とのことです。人間、気が変わることもあります。そうした場合、死刑判決を受けた後の早い段階での控訴取り下げは、まさに致命的です。また、最高裁までいかないで死刑が確定した人は、そうでない人より執行も早いようです。これは以前拙ブログでも論じました。

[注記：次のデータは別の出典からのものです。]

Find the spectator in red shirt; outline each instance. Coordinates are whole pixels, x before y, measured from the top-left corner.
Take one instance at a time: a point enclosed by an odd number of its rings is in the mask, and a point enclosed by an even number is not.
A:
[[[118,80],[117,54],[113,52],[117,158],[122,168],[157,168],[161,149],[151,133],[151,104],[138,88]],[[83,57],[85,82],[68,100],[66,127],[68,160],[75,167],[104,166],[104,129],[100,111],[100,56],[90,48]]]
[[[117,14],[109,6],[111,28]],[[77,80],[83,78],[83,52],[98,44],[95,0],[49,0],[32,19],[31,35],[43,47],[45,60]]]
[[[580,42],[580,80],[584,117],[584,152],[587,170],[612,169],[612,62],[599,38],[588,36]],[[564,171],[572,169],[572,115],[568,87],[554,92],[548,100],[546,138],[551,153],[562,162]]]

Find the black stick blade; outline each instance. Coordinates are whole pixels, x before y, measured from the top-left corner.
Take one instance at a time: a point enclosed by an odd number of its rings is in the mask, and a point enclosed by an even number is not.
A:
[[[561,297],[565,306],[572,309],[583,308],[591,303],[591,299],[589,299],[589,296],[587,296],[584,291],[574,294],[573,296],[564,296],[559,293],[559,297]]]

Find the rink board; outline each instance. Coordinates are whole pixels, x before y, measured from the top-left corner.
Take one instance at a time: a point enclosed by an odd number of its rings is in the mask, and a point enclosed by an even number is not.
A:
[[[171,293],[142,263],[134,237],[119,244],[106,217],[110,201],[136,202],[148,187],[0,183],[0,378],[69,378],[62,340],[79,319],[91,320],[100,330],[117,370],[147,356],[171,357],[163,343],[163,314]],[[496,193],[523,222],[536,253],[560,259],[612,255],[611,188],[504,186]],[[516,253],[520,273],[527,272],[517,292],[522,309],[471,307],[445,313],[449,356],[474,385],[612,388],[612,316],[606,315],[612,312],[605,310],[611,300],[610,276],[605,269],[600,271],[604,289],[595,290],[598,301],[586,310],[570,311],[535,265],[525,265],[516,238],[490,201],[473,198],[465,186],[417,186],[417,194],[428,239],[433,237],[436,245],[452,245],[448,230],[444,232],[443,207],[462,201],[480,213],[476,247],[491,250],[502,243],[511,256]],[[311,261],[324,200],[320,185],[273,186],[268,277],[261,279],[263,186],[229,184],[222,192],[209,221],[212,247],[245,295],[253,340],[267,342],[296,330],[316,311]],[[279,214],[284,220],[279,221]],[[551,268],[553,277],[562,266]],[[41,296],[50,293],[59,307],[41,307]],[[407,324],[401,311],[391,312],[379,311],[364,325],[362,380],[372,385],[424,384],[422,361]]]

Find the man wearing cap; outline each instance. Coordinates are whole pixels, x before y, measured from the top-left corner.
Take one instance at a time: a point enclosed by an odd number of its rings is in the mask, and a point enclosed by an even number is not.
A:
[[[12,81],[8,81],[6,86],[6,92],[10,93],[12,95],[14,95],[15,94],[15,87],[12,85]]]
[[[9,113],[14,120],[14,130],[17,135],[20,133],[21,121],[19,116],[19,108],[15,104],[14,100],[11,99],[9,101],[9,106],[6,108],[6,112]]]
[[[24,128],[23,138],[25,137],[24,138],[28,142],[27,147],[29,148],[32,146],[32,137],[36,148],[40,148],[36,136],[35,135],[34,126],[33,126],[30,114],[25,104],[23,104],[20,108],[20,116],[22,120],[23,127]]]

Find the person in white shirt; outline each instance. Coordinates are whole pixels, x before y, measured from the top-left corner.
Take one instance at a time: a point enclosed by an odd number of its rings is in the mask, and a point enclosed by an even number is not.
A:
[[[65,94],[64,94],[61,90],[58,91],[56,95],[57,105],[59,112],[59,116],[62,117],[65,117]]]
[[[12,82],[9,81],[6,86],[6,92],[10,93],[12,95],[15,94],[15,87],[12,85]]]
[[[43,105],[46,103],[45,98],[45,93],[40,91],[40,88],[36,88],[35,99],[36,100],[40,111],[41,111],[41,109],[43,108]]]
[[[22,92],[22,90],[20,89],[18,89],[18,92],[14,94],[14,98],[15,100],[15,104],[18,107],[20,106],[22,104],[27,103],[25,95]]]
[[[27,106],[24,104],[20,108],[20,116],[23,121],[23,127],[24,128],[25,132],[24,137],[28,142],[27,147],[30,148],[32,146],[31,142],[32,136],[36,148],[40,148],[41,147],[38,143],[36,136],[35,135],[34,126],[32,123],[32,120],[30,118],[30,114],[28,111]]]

多少なりとも自分の命が惜しければ、死刑確定確実でも最高裁まで争うべきだ

いずれにせよ私は、死刑判決の場合は、強制的に最高裁まで審理をするという法律にしてもいいくらいだと考えています。安田好弘弁護士は、スーパー・デュープロセスなるものを提言しています。こちら様から引用させていただきますと、

> その一つが、死刑に関するスーパー・デュープロセスの実現です。憲法31条(「何人も、法律の定める手続きによらなければ、その生命若しくは自由を奪われ、又はその他の刑罰を科せられない」)はデュープロセスという規定を定めています。とりわけ、死刑は取り返しのつかないものですから、一般的事件よりも、より厳しいデュープロセス、つまりスーパー・デュープロセスを用意すべきだと思います。具体的には死刑求刑が予想される事件については必要的弁護事件として捜査段階から弁護人をつけなければならない、つまり、弁護人なくして身柄の拘束も取り調べも行ってはならないということ。裁判においては、検察官にすべての証拠の開示を義務づける、すべての事件について精神鑑定を義務づける、それからさらに全員一致制を設ける、さらに今回のような取下げは認めず、必要的上訴を、つまり、必ず三審まで審理することを義務づける、さらに重要なことは検察官が一審有期懲役、一審無罪、一審無期懲役という一審の判決について死刑を求めて控訴、上告することは許されないということ。死刑が確定したあとにも、必ず弁護人をつけること、そして死刑執行する時に最低2週間前には本人および弁護人に告知すること。これは、本人の利益の保護のためです。こういうスーパー・デュープロセスの手続きは、死刑の存置廃止の意見を超えて、賛成が得られるだろうと思います。

としています。これは非常にいい考えだと私は思います。どんな極悪人、人間のクズ、サイコパスであろうと、死刑というのはそれなりに慎重に審理、判決、執行手続きをするべきです。そういうことは、私たちも考えなければいけないなと痛感します。